Share this page!

Prof. Akiko Iwasaki Profile picture
Twitter logo
20 Dec, 15 tweets, 8 min read
This thread is about our new preprint on transposable element called long interspersed nuclear elements (LINE-1/L1). When expressed excessively in the cerebellum, L1 causes ataxia (impaired coordination).

A fascinating finding by @taka_takehiro 👇🏽 (1/)

biorxiv.org/content/10.110…
Human genome is occupied in large part by transposable elements or jumping genes. LINE-1 occupies ~20% of our genome, compared to only 1.1% by exons. Some evolutionarily young LINE-1 are still active and are a rare cause of genetic diseases. (2/)

nejm.org/doi/full/10.10…
In addition, L1 may even promote the process of aging & age-related diseases in humans. Until recently, research focused on their activity in the germline. Now, their activity in somatic tissues during a lifespan is being studied. Fascinating review👇🏽(3/)
nature.com/articles/s4158…
How do we “live” with these transposable element? The human cells repress L1 by epigenetic silencing mediated by molecules like the HUSH complex, TRIM28 and DNMT1. However, repression is not perfect. (4/)

pubmed.ncbi.nlm.nih.gov/29728366/
@taka_takehiro became interested in L1 in adult tissues. A recent study of the developing human brain demonstrated that cerebellum retains exceptionally high expression of key epigenetic silencers of TEs such as TRIM28 and DNMT1. (5/)

genome.cshlp.org/content/31/9/1…
Cerebellum is a major structure of the hindbrain located near the brainstem important in motor control. Damage to the cerebellum (genetic or otherwise) can cause ataxia - impaired coordination.(6/)

mayoclinic.org/diseases-condi…
A rare genetic mutation called ataxia telangiectasia (AT) is caused by mutations in the ATM gene important for DNA repair. Important studies showed that ATM regulates the retrotransposition activities of LINE-1. (7/)

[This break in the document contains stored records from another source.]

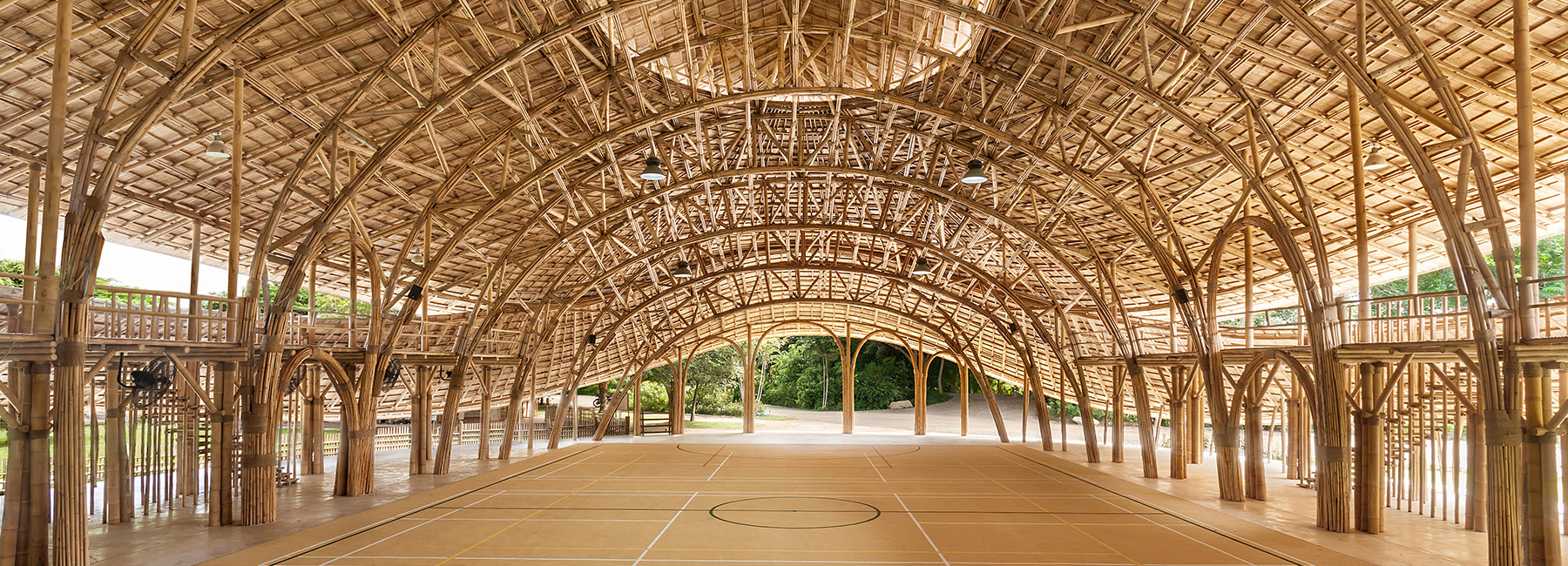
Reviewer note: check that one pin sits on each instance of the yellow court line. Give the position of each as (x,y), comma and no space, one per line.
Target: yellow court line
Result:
(1054,516)
(537,511)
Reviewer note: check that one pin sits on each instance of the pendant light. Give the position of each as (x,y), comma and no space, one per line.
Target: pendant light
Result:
(1377,160)
(976,172)
(215,148)
(654,170)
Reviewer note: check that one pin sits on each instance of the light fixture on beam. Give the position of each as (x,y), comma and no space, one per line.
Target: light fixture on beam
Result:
(215,148)
(976,172)
(652,170)
(1377,160)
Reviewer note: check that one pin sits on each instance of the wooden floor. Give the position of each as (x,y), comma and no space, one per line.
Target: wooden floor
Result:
(784,503)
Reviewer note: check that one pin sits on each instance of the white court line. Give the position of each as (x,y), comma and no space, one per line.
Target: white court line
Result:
(715,468)
(923,530)
(664,530)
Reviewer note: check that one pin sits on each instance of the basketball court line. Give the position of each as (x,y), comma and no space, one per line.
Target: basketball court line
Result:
(930,491)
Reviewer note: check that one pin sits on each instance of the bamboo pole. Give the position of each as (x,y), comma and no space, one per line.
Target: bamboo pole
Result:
(1148,425)
(748,391)
(847,380)
(1369,455)
(921,369)
(1117,417)
(313,455)
(449,414)
(419,422)
(1256,483)
(963,401)
(485,411)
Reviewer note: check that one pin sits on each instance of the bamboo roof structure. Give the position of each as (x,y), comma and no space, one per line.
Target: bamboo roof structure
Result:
(1152,170)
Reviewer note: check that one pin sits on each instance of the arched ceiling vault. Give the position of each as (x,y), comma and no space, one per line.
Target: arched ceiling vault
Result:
(501,143)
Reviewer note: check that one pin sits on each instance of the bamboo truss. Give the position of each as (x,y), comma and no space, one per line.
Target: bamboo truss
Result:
(466,176)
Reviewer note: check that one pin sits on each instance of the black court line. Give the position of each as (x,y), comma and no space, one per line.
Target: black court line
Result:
(422,509)
(698,509)
(797,456)
(1168,511)
(713,511)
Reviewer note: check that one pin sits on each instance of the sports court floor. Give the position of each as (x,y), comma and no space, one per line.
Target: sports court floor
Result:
(789,503)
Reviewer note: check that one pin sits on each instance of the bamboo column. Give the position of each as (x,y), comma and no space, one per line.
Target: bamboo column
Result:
(449,414)
(419,422)
(485,409)
(17,522)
(1117,417)
(513,413)
(847,381)
(676,397)
(314,454)
(221,462)
(963,401)
(748,389)
(1195,419)
(1254,480)
(919,367)
(1179,435)
(1369,454)
(1146,424)
(71,330)
(1544,544)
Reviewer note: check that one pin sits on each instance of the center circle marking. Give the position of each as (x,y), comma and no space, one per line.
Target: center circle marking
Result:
(794,511)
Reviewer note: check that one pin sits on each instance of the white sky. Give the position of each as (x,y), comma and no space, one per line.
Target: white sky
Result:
(127,266)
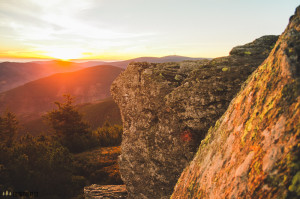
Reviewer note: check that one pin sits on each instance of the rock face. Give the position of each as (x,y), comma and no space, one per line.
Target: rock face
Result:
(167,109)
(254,149)
(105,192)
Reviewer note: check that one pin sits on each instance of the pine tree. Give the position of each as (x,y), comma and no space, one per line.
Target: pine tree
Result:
(68,125)
(8,128)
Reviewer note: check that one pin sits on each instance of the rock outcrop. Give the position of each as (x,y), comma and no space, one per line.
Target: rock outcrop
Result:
(105,192)
(168,108)
(253,151)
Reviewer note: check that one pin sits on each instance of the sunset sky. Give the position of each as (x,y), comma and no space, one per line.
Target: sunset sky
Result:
(123,29)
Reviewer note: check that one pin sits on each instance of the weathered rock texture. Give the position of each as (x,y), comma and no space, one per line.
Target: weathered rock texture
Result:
(254,149)
(105,192)
(167,109)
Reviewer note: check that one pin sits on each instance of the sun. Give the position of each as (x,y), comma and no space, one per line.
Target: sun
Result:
(65,54)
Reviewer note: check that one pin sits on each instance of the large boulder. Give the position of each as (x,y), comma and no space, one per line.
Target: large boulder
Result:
(253,151)
(168,108)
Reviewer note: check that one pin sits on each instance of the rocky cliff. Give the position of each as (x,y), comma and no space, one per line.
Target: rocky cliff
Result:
(253,151)
(168,108)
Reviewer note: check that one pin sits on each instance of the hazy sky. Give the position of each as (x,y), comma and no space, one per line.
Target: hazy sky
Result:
(122,29)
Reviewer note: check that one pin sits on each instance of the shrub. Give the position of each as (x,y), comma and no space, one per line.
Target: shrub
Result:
(108,135)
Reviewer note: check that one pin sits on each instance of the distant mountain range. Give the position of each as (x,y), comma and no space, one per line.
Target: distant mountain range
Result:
(30,89)
(14,74)
(37,97)
(124,64)
(96,113)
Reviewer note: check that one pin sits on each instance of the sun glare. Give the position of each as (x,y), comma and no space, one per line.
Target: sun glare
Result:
(65,54)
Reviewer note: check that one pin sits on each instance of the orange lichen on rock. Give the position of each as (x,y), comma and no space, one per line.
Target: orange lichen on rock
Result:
(255,150)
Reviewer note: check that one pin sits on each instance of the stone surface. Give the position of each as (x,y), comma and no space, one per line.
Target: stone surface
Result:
(167,109)
(253,151)
(105,192)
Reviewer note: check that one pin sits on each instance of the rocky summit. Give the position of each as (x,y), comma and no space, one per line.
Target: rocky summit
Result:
(253,151)
(168,108)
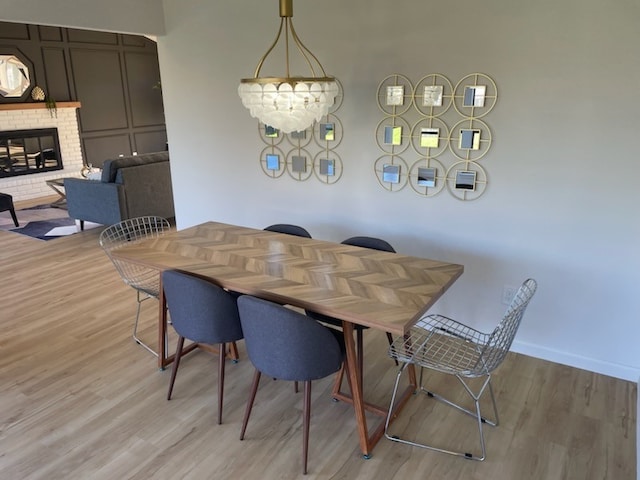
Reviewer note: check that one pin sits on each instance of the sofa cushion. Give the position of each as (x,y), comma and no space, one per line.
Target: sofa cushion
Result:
(110,167)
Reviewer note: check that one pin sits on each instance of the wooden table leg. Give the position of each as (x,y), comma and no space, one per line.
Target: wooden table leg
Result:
(162,329)
(356,388)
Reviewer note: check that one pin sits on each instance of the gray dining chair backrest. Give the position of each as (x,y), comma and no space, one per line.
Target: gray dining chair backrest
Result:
(201,311)
(289,229)
(286,344)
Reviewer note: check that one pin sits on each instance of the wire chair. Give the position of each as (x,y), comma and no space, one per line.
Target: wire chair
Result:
(144,280)
(447,346)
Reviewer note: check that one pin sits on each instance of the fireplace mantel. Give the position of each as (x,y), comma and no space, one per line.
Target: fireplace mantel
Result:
(36,105)
(35,115)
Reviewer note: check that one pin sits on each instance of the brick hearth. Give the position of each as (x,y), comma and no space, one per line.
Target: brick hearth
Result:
(35,115)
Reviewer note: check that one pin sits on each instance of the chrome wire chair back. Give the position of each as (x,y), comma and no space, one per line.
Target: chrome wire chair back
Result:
(445,345)
(145,281)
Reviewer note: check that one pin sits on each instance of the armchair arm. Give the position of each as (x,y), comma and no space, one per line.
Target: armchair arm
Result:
(94,201)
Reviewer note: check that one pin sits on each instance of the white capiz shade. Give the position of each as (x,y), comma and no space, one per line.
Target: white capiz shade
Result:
(288,108)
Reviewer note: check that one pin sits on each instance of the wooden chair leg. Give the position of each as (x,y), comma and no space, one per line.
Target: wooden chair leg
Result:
(13,216)
(233,351)
(176,364)
(221,364)
(360,353)
(390,338)
(252,397)
(306,421)
(337,384)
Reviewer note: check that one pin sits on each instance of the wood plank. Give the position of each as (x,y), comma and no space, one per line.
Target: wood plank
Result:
(79,399)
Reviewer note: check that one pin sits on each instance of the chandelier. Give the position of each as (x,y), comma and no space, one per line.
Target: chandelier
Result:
(289,103)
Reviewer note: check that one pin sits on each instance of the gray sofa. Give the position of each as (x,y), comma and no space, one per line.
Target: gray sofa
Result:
(130,187)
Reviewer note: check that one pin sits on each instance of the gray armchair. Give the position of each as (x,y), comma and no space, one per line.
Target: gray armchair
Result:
(130,187)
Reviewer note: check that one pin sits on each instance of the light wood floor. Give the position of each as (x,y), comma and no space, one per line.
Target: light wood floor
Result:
(80,400)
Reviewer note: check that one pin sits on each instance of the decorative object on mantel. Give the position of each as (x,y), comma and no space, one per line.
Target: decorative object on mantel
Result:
(51,106)
(289,103)
(38,94)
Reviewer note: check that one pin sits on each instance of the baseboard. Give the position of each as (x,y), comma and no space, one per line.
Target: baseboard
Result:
(624,372)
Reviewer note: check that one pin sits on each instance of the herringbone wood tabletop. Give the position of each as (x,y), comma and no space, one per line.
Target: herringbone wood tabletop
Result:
(383,290)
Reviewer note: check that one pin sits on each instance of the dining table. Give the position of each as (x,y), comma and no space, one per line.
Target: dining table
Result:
(381,290)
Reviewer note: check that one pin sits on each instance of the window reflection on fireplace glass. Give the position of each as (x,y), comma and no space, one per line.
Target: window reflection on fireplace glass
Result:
(24,152)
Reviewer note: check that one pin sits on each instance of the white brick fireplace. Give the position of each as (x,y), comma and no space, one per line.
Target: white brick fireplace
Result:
(35,115)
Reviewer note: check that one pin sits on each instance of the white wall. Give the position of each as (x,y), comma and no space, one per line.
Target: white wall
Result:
(123,16)
(560,205)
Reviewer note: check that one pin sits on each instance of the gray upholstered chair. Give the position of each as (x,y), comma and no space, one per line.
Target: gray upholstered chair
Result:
(448,346)
(288,345)
(288,229)
(203,313)
(365,242)
(145,281)
(6,203)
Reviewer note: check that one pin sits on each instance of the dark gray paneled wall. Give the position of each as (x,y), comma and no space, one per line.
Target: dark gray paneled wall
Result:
(112,75)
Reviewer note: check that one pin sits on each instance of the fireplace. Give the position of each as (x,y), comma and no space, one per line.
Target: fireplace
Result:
(24,152)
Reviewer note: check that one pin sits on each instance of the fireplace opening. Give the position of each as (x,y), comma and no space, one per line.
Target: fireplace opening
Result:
(23,152)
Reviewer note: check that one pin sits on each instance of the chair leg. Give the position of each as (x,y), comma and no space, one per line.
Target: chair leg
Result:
(360,352)
(252,397)
(233,351)
(221,365)
(476,414)
(306,422)
(135,325)
(176,364)
(390,338)
(13,216)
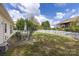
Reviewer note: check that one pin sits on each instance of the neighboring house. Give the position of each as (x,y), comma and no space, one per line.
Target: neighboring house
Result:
(5,27)
(69,22)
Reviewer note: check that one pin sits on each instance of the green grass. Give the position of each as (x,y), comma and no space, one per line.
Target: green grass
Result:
(47,45)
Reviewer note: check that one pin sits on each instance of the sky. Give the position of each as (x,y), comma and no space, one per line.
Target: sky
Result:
(53,12)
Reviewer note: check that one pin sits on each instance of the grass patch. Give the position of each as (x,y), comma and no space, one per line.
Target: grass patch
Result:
(47,45)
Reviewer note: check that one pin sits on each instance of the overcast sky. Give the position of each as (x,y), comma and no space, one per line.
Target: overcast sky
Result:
(52,12)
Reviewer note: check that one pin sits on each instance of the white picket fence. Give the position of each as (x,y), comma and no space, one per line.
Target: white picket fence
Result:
(61,33)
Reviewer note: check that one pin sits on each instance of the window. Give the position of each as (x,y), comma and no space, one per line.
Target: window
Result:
(5,28)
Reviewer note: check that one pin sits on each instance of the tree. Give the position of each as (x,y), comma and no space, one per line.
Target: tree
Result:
(20,24)
(46,25)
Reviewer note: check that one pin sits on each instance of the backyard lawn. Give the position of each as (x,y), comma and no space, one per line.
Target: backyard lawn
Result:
(46,45)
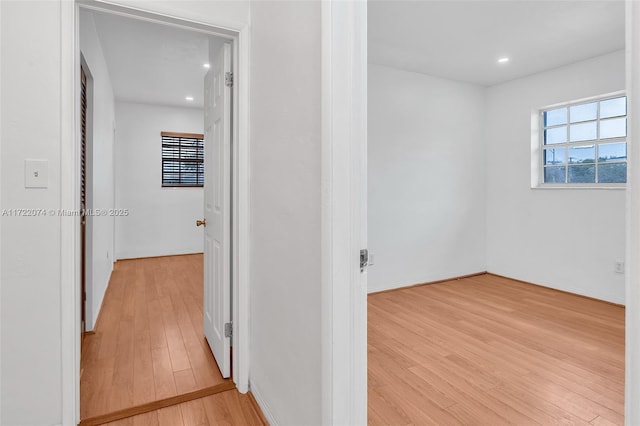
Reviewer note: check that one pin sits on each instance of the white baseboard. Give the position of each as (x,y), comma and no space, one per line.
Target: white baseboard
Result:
(142,253)
(257,394)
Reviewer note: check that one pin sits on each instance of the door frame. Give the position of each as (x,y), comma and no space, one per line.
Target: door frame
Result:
(238,34)
(344,212)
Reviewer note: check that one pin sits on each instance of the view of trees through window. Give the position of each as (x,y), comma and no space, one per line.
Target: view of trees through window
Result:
(585,142)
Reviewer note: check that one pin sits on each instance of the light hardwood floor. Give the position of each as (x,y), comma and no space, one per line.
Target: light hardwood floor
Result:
(488,350)
(148,343)
(226,408)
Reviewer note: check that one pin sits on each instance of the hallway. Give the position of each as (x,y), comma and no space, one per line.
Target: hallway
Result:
(148,343)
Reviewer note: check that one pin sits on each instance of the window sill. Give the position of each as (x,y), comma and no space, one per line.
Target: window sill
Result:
(584,186)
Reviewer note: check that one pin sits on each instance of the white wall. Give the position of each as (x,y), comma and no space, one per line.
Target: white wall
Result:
(30,82)
(161,221)
(563,238)
(100,178)
(285,211)
(426,184)
(30,127)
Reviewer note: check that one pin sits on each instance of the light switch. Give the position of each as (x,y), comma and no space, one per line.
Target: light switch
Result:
(36,173)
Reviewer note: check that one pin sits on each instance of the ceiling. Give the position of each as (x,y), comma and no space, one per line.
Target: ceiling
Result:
(462,40)
(152,63)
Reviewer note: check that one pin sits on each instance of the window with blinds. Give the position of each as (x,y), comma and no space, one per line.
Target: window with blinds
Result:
(182,159)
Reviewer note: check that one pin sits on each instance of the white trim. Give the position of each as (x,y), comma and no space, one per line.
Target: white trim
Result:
(264,407)
(632,294)
(69,226)
(344,293)
(0,225)
(69,182)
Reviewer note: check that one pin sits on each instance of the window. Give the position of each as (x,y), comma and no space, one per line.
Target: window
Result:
(182,159)
(585,142)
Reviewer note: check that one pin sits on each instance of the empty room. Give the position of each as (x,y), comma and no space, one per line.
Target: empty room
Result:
(496,178)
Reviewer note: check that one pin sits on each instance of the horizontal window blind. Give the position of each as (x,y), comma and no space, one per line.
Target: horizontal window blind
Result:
(182,159)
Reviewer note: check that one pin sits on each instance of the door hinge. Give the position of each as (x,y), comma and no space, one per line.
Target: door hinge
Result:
(364,259)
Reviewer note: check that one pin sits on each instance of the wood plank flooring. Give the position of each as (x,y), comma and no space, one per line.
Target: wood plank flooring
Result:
(487,350)
(149,342)
(226,408)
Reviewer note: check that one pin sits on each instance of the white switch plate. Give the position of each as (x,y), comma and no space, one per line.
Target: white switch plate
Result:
(36,173)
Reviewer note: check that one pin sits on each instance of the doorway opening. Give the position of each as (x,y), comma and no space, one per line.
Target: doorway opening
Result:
(228,43)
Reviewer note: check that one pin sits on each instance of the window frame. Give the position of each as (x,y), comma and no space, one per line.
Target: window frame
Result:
(181,135)
(540,143)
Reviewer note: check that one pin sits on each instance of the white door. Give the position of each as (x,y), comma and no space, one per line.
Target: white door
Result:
(217,210)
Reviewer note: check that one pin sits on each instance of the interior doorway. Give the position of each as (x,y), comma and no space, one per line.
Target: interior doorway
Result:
(226,41)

pnas.org/content/108/51… nature.com/articles/cr201…
@taka_takehiro examined autopsy cerebellum tissues of AT patients and compared with other forms of ataxia. He found that AT patients’ cerebella expressed higher levels of L1 with reduced expression of TRIM28 and DNMT1. A striking inverse correlation btw L1 - TRIM28 was seen. (8/)
To determine whether L1 over expression alone can cause ataxia, @taka_takehiro went onto generate L1 over expression mouse. He used CRISPRa mouse model to induce L1 expression. There is a remarkable 4 year story behind this strategy but save that for another day. (9/)
Having generated L1 activation mouse, he examine where the L1 Orf1 protein is expressed in the cerebellum. Orf1a is mainly expressed in the Purkinje neurons (absolutely beautiful cells 🤩) in the cerebellum. (10/)
What are their phenotypes? The LINE-1 active mice develop rapid progressive ataxia within 4-8 weeks of birth. The most robust forms of a genetic mouse model of ataxia we have seen. (11/)
What happens to the neurons with LINE-1 activated? The Purkinje cells of LINE-1a mice exhibit robust functional impairment accompanied by DNA damage, ER stress, and eventual loss. Brilliant work of collaborators in the Tamas Horvath lab 💪🏼(12/)
Can we do anything to treat these mice? We tested reverse transcriptase inhibitor, 3TC, which blocks cDNA synthesis from L1 mRNA. 3TC treatment starting at 4 week of age was able to prevent ataxia progression and preserve motor coordination in these L1 active mice! (13/)
Awesome work by @taka_takehiro Eriko Kudo @ericsongg @fernandocarvphd Yuki Yasumoto Yong Kong @annsea_park Milan Stoiljkovic Xiao-Bing Gao Marya Shanabrough Klara Szigeti-Buck Zhong-Wu Liu Yalan Zhang Parker Sulkowski Peter Glazer Leonard Kaczmarek & Tamas Horvath 👏🏼 👏🏼 (14/)
This study illustrates the danger of LINE-1 dysregulation in the brain, and highlights that neurological diseases can have their origins in transposons and viral infections. Based on our work, antiretroviral agents may be beneficial in preventing ataxia progression in AT. (End)

• • •

Missing some Tweet in this thread? You can try to force a refresh
 

Keep Current with Prof. Akiko Iwasaki

Prof. Akiko Iwasaki Profile picture

Stay in touch and get notified when new unrolls are available from this author!

Read all threads

This Thread may be Removed Anytime!

PDF

Twitter may remove this content at anytime! Save it as PDF for later use!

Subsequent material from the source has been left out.